We all watch gruesome injuries every Sunday afternoon (and Thursday, Sunday, and Monday nights). We all wonder how these incredible athletes keep coming back for more. How many times have we watched a seriously injured player disappear into the locker room only to reappear as magically cured?
Maybe Colts owner Jim Irsay knows. Back in March he was arrested for a DWI and four felony counts of illegal possession of prescription drugs. He was suspended for six games and fined $500,000. That’s a pittance of his net worth. Maybe sports, like the cliché states, are a reflection of society. A Human Rights Watch report in 2009 stated that:
“When asked to close their eyes and envision a drug offender, Americans did not picture a white middle class man snorting powder cocaine or college students smoking marijuana. They pictured unkempt African-American men and women slouched in alleyways or young blacks hanging around urban street corners. At least for the last twenty years, however, whites have engaged in drug offenses at rates higher than blacks.”

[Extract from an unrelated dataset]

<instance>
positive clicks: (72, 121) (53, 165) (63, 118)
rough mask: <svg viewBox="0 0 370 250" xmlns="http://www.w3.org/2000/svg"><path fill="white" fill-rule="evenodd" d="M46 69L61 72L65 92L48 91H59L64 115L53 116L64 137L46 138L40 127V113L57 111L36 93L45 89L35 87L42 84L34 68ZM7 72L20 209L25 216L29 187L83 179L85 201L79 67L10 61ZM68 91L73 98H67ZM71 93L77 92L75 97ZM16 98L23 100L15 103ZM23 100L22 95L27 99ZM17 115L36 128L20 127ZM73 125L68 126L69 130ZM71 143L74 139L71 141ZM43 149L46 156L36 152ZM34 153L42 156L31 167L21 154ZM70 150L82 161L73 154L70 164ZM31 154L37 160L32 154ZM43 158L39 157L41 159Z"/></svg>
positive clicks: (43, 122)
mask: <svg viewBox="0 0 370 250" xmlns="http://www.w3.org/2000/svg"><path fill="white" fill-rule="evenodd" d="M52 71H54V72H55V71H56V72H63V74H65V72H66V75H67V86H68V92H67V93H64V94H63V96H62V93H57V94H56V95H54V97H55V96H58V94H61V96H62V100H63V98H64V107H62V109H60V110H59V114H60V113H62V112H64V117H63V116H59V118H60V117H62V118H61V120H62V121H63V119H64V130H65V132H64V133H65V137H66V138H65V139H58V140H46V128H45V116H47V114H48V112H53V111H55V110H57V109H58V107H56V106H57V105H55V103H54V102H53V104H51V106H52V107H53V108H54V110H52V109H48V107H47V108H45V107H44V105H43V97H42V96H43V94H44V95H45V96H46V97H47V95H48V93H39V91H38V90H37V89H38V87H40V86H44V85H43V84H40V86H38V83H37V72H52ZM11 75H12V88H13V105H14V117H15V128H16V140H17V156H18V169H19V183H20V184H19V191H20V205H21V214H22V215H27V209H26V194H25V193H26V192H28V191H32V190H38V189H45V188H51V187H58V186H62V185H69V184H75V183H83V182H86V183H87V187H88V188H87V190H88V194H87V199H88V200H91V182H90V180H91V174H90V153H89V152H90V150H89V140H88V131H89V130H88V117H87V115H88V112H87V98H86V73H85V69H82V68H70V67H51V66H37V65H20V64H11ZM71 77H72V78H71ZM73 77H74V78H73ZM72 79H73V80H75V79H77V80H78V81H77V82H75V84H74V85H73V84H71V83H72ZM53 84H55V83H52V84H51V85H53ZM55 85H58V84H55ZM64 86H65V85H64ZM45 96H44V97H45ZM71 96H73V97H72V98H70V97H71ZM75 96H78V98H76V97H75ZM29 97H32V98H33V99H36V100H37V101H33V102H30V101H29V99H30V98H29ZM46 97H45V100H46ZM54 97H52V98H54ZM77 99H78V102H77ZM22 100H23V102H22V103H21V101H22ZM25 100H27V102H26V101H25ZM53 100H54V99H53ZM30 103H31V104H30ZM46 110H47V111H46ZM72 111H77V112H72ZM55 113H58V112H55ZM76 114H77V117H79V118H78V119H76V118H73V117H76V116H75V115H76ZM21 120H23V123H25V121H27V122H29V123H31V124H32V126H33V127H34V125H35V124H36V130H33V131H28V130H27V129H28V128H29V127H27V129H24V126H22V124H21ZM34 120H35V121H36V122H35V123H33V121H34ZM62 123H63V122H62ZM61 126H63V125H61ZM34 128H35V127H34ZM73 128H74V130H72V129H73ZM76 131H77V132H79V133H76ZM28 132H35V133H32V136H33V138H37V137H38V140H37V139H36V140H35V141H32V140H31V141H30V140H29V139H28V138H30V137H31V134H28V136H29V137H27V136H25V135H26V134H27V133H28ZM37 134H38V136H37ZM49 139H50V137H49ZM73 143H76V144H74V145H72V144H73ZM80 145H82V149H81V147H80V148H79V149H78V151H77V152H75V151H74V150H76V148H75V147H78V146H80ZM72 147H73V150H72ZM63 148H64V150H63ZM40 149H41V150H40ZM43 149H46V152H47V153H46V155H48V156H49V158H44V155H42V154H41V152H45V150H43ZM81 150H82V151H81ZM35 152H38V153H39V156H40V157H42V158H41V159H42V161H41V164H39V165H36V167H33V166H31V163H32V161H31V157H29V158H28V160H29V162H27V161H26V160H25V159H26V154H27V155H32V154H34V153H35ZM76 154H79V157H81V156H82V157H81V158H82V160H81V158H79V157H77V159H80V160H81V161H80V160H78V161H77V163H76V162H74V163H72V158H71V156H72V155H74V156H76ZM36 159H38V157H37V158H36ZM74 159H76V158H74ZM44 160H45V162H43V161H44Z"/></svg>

Well now. These types of perceptions beg many questions about drug use in America. Many of us sports fans can remember slouching in lousy furniture in the dark recesses of a dorm room smoking a bong. And a lot us can remember snorting a few lines off our paychecks to pump the excitement of a football game or two. Why are NFL owners so exempt from the same arbitrary punishments that society imposes on middle and lower class drug “offenders?” What really separates us all – players, owners, and fans – from the same elusive answer to all our “pain?” Too many times it is drugs; and too many times the real dealers are criminals wearing white jackets.
The NFL grosses tens of billions of dollars per year. They represent corporate America. If they want to fly military jets over their stadiums, fleece cancer survivors, and promote their unique brand of barbarity then they should be held accountable to 21st century standards. It is time for the NFL, and the rest of America, to change the way drug policy is adjudicated.